Fisch-Inventur bei Sea Life
Die Makrelen rasen pfeilschnell an den Besucherköpfen vorbei. Der silbrige Schwarm schafft es im Wasser auf bis zu 35 km/h. Die Aale hingegen lassen es ruhig angehen und machen es sich auf dem Boden gemütlich. Sie graben sich genüsslich in den sandigen Grund ein. „Bei manchen Tieren ist es ein echtes Problem, sie zu entdecken und zu zählen”, sagt Jochen Rinnert, Chefaquarist im Sea Life. Deshalb bittet das Sea Life-Team um viele wache Augen und tatkräftige Unterstützung: Bis zum 18. Januar wird in dem Großaquarium nahezu alles gezählt, was sich bewegt. Sozusagen eine Inventur in der Unterwasserwelt und alle Kinder bis 14 Jahren dürfen mitmachen. Für einen reduzierten Eintrittspreis von fünf Euro bekommen sie am Eingang einen Inventurbogen, der ausgefüllt werden muss: Wie viele Haie kann man im Atlantikbecken zählen? Wie viele Wrackbarsche schwimmen in Alberich’s Mine? Wie viele Seesterne gibt es im Berührungsbecken?
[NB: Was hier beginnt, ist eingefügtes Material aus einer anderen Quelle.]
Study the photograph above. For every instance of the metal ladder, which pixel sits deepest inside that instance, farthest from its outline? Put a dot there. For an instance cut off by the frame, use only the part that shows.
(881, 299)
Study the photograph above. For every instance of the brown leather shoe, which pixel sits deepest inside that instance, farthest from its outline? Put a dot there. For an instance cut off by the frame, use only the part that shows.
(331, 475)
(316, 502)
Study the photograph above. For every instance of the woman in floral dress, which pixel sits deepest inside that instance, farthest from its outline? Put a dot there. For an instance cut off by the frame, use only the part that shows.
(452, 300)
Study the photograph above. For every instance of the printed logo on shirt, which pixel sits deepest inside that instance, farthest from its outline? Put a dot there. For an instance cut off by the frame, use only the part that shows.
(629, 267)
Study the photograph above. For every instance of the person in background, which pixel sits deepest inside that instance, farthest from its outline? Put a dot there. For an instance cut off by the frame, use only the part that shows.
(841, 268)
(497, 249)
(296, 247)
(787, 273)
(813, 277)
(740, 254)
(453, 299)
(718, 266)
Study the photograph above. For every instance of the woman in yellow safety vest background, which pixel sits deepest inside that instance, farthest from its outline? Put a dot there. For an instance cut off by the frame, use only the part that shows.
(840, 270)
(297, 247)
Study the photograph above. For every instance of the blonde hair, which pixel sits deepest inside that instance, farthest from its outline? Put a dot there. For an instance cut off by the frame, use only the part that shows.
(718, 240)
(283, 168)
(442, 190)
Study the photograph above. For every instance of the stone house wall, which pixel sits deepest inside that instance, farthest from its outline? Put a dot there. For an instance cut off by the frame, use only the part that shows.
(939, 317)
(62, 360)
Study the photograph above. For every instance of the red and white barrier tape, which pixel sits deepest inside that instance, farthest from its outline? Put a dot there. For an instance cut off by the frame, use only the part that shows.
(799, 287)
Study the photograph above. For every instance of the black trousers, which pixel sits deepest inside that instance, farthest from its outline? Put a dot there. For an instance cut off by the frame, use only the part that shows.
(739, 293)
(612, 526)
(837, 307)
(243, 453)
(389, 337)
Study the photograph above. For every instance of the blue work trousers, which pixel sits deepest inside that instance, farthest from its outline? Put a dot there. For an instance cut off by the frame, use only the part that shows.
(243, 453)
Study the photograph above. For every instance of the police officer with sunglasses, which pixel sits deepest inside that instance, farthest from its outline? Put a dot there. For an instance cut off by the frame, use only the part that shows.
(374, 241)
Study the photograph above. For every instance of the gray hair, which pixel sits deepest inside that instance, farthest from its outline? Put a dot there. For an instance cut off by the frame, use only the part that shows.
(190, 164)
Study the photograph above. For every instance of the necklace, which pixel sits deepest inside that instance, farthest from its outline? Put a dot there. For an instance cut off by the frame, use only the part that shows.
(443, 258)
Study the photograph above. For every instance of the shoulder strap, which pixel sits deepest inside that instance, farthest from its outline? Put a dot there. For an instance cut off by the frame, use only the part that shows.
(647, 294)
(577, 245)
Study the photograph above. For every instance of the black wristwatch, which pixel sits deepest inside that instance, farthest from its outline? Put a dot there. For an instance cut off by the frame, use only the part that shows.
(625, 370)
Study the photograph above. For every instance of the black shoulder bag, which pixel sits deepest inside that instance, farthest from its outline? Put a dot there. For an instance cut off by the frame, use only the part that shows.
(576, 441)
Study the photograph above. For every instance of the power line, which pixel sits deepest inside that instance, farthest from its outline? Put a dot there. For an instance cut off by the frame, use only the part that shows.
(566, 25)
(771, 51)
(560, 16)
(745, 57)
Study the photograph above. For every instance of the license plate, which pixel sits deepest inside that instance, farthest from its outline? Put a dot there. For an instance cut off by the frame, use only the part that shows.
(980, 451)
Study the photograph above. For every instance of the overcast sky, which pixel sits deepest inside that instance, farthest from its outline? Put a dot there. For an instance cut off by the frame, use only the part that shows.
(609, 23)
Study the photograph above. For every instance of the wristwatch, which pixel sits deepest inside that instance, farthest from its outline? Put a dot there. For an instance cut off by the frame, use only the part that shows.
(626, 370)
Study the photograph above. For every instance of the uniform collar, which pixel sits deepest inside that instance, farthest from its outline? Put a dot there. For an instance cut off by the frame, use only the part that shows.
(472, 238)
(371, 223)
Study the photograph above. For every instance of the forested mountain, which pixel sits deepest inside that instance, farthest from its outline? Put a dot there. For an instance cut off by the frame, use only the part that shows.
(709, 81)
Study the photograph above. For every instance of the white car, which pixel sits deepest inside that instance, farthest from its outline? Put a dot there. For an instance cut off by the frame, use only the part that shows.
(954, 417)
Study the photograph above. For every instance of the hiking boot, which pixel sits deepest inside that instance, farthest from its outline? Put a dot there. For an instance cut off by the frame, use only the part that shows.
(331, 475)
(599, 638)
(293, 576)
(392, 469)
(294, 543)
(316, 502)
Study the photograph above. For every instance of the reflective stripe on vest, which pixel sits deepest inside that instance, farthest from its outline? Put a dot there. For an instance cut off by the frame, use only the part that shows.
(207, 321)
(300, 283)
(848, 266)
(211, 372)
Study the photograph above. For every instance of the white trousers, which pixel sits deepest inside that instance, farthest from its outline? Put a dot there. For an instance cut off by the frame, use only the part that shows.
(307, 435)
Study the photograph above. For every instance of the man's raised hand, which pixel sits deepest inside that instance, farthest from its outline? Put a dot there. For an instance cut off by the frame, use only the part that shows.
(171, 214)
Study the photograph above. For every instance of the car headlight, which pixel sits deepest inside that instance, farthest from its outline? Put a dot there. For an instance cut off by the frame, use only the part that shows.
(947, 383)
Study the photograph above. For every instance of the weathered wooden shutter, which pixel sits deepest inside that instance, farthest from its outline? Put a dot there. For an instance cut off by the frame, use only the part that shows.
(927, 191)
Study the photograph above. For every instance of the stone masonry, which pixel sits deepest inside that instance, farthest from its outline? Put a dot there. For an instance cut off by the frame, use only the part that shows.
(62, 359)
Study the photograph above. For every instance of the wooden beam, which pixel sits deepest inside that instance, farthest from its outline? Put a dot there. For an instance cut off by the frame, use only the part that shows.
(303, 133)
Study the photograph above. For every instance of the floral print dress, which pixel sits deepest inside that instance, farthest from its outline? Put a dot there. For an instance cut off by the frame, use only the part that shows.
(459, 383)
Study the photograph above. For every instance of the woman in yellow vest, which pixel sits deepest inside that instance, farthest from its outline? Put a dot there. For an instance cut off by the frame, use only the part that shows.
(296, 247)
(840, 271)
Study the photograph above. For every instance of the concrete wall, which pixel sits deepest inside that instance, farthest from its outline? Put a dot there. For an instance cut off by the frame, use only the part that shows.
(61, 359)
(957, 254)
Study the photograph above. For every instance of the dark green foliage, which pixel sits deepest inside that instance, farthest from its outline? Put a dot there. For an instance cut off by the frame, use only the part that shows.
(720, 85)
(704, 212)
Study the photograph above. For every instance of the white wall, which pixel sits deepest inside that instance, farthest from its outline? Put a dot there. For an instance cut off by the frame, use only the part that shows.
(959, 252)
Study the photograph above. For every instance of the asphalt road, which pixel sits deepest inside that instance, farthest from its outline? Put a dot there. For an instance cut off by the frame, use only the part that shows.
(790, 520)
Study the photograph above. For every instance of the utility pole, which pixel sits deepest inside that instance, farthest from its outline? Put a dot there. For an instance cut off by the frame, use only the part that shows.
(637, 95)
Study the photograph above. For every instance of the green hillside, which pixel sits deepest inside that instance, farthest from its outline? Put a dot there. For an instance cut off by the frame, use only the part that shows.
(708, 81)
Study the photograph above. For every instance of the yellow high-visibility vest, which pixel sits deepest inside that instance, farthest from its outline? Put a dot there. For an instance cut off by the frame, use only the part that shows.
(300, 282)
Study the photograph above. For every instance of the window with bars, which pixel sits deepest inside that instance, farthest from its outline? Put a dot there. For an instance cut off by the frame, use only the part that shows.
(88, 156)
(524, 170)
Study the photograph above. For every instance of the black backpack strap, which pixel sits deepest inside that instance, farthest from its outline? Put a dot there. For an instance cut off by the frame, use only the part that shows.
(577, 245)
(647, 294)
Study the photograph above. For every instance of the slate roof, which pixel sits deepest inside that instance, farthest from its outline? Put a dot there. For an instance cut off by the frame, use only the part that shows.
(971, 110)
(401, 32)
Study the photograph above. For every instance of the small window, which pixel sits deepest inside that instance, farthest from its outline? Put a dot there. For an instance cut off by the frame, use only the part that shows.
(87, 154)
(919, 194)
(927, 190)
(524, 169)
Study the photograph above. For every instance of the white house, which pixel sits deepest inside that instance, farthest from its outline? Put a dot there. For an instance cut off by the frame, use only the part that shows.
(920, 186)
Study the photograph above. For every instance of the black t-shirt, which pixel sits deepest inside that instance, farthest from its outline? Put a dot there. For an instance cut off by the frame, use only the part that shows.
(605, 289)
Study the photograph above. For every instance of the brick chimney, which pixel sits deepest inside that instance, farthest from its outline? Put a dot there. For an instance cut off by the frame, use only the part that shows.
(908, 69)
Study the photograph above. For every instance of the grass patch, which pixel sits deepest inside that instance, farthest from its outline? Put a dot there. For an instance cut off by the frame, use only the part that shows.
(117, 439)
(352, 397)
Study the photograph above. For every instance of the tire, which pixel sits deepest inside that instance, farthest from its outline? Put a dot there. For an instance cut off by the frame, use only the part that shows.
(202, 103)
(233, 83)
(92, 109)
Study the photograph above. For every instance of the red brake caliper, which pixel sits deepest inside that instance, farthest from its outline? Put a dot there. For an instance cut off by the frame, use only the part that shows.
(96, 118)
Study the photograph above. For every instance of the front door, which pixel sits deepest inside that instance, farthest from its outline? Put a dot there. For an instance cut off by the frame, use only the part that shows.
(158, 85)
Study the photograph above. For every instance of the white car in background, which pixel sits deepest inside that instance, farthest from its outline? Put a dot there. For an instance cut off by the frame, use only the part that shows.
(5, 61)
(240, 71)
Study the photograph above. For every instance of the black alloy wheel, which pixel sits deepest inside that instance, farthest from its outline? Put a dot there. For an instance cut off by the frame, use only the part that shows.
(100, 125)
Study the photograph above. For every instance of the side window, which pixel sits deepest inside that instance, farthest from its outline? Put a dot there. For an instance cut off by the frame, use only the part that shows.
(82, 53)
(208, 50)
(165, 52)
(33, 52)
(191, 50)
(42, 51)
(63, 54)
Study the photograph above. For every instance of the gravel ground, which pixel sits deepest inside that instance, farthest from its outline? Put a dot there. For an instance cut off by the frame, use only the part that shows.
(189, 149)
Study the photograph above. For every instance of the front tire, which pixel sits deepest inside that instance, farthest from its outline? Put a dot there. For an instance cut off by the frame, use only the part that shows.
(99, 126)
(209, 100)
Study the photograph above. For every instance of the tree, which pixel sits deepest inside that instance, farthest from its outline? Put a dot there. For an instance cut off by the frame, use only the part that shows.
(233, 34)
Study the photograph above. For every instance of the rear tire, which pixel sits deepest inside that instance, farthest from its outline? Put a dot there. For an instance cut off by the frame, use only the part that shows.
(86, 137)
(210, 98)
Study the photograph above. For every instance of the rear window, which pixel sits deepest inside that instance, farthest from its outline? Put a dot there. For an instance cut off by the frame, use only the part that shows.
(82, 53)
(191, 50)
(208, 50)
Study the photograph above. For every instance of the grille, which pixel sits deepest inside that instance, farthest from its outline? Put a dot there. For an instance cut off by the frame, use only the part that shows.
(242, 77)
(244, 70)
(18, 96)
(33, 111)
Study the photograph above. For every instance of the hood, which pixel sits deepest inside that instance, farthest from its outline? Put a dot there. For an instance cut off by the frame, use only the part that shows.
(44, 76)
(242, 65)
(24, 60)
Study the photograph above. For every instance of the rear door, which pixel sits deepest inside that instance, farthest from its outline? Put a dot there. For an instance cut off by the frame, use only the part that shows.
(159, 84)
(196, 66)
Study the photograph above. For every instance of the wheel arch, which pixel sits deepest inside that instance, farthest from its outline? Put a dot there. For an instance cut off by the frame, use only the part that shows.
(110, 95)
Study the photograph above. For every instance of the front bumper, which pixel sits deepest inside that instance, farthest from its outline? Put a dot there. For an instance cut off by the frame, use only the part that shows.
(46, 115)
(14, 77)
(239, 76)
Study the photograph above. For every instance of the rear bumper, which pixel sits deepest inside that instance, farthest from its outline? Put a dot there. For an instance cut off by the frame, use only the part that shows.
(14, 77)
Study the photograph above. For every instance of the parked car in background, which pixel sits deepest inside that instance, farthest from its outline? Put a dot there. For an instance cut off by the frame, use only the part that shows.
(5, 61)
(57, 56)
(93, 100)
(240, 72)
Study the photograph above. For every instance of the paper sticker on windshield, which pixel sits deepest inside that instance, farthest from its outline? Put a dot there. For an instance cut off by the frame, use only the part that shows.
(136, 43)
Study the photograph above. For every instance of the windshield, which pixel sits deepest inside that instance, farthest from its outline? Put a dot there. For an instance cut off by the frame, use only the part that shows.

Unter den fleissigen Helfern werden tolle Preise verlost, wie zum Beispiel eine Sea Life-Jahreskarte.
Natürlich machen sich aber auch die Sea Life-Mitarbeiter selbst daran, ihre Schützlinge zu zählen und so heisst es für alle Meeresbewohner: raus aus dem Versteck, auch für die Kleinsten unter ihnen und die Meister der Tarnung. Zum einen zählen die Angestellten auf herkömmliche Art, mit Bleistift und Strichliste, zum anderen aber auch mit Digitalkameras. An mehreren Stellen des Aquariums werden gleichzeitig Fotos von den Fischen geschossen. So soll vermieden werden, dass beispielsweise die pfeilschnellen Makrelen doppelt und dreifach aufgelistet werden. „Hinzu kommen die Zählungen der Kinder. Das ergibt dann ein Gesamtbild und wir sind wieder auf dem neusten Stand”, sagt Jochen Rinnert.